In the end though, both stoves are great stoves in my opinion, and they are both definitely worthy enough to have on the trail. Which one you carry is your own decision. As for me, I am glad that I have both and can carry which ever one I choose! 🙂
As seen in the comments below, a few long time Starlyte owners have shared their experiences with the Starlyte stoves when used with their Caldera Cones. As well, Garth had even spoke with Zelph and Dan Dunstan (a very involved Starlyte & Cone user) and said this:
I had some correspondence with Zelph and Dan Dunstan on the BPL forum about the starlyte with the Ti Tri. … Zelph recommended the standard Starlyte for a ECA 252.
As well, J Mole has been a long time user of the original Starlyte stove with his DIY cone for a MSR Kettle, and had this to say about the modified Starlyte stove:
…The modified Starlyte ( which zelph brought out this year?) is a slower beast ( due to the choking effect of the foil disc). I’ve tried it, but with the pots I use, could see little fuel efficiency over the original -just a longer boil time…
So, this was enough proof for me to decide to remove the ring and give it a try this morning since I needed some hot water for coffee anyway.
The lip/ring around the top of the stove was a bit loose on one side of my Starlyte stove already, so I simply pulled the top ring off. This completely exposed the inside of the Starlyte stove (as seen in the photo above) and allowed me to remove the choke ring without damaging anything. Then I simply spread a thin layer of JB Kwik Weld on the inside lip of the ring and pressed it back onto the stove, of course leaving the choke ring out. Now, I have an original Starlyte stove! As well, since the ring is still perfectly in tact, I can still carry it under the lid, and use it as a bit of a simmer ring if I choose to.
Also worth noting, even by adding a small amount of JB Weld to bond the top and bottom back together, the weight has not changed, even in terms of grams.
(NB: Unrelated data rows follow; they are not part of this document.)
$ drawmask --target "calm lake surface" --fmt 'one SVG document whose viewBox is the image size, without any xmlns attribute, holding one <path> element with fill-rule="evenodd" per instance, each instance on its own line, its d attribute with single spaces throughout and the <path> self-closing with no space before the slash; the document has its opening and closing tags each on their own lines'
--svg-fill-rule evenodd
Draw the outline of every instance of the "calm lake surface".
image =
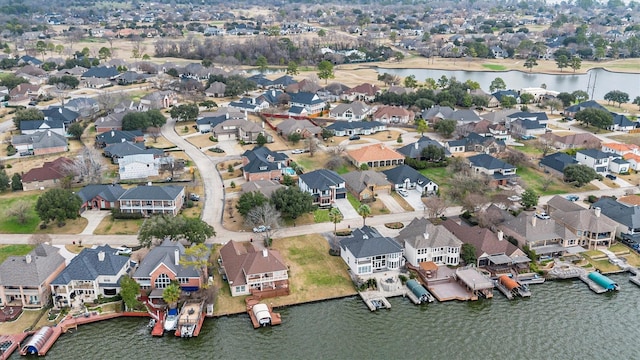
<svg viewBox="0 0 640 360">
<path fill-rule="evenodd" d="M 530 299 L 393 298 L 375 313 L 350 297 L 280 309 L 274 328 L 254 330 L 246 314 L 207 319 L 188 340 L 153 338 L 145 319 L 108 320 L 62 335 L 47 359 L 637 359 L 640 287 L 612 278 L 618 293 L 555 281 L 533 285 Z"/>
<path fill-rule="evenodd" d="M 425 60 L 426 61 L 426 60 Z M 464 60 L 458 61 L 460 68 L 464 68 Z M 534 69 L 535 70 L 535 69 Z M 415 75 L 416 80 L 424 82 L 427 78 L 433 78 L 436 81 L 445 75 L 447 78 L 455 77 L 460 82 L 470 79 L 480 84 L 480 87 L 489 92 L 489 85 L 496 77 L 502 78 L 507 84 L 507 89 L 521 89 L 526 87 L 540 87 L 546 84 L 547 89 L 558 92 L 573 92 L 575 90 L 587 91 L 589 95 L 593 91 L 594 99 L 604 99 L 604 94 L 611 90 L 620 90 L 629 94 L 629 98 L 633 100 L 640 95 L 640 74 L 615 73 L 603 69 L 592 69 L 586 74 L 572 74 L 571 69 L 565 69 L 566 75 L 550 75 L 550 74 L 530 74 L 523 71 L 504 71 L 504 72 L 488 72 L 488 71 L 445 71 L 431 69 L 377 69 L 378 73 L 389 73 L 406 77 Z M 591 84 L 589 84 L 589 75 L 591 75 Z M 595 89 L 592 89 L 595 81 Z"/>
</svg>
Before hand, on my scales the weight would rock back and forth between 15 & 16 grams (including choke ring & lid). After removing the choke ring and applying the JB Weld, the weight still rocks back and forth between 15 & 16 grams, even when including the lid & choke ring back in.
So, I took the same cone & 1.3L Evernew cook pot that I used yesterday, back outside this morning. Again, I used 2 cups of “cold” tap water, and 1 oz of Denatured Alcohol in the stove. And as expected, the stove reacted quite different. The boil time dropped from 10 minutes, to about 6 minutes & 50 seconds! Strangely enough, this is the same boil time as the 12-10. As for burn out time, it burnt completely out around 11 minutes and 10 seconds, again, almost exactly like the 12-10 stove at 11 minutes & 20 seconds…
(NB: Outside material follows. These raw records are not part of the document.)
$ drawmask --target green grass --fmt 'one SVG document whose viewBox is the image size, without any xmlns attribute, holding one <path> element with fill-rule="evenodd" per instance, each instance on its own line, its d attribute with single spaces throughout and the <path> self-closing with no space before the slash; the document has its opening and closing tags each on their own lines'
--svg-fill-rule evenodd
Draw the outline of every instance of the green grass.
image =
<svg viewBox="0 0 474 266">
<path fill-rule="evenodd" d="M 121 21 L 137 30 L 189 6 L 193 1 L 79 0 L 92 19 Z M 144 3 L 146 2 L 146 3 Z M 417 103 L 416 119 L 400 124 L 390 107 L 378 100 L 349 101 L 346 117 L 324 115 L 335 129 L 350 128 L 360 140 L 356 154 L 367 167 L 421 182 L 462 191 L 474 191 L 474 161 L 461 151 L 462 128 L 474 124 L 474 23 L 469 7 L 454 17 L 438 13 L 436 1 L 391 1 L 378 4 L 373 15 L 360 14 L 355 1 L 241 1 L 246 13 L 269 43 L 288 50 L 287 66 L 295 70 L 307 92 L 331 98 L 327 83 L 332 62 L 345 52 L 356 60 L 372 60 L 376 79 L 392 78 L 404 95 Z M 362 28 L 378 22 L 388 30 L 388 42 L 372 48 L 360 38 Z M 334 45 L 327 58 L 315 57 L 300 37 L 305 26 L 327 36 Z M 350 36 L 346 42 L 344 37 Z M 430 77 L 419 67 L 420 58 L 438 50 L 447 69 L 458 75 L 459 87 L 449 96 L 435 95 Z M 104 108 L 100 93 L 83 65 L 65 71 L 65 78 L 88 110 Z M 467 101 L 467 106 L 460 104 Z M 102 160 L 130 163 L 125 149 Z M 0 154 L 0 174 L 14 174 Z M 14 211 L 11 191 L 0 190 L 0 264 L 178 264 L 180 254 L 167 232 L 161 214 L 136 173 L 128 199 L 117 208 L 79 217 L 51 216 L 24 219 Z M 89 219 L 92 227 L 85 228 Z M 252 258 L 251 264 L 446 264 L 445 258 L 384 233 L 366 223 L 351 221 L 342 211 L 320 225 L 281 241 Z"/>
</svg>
So, by removing the choke ring, I now get the same results as I would with the 12-10 stove, at least with the 1.3L cook pot & Sidewinder cone. This really narrows the comparisons between the 12-10 stove and the Starlyte stove down, for me at least. Considering they get the same results now, I will likely go with the Starlyte over the 12-10 simply because I like its ability to transport left over fuel in the stove, and that it can’t spill out if accidentally knocked over. As well, in smaller cook pots, the Starlyte stove will fit easier. The benefits that I can see with the 12-10 over the Starlyte is that it has a larger fuel capacity, and may be easier to light in colder, or windy situations. (However, I have not personally experienced any issues when lighting the Starlyte stove. It has always lit very easy for me.)
Anyway, thanks again to my readers. I appreciate the feedback such as this. Keep it up! 🙂
Thanks for stopping by.
Disclaimer: I won the Caldera Cone Sidewinder kit in a contest a while back on Trail Groove. The kit of course included the 12-10 stove. I paid for the Starlyte stove with my own monies. Despite how I came by either stove, the comments in this post are of my own opinion. I am not required to write about either stove.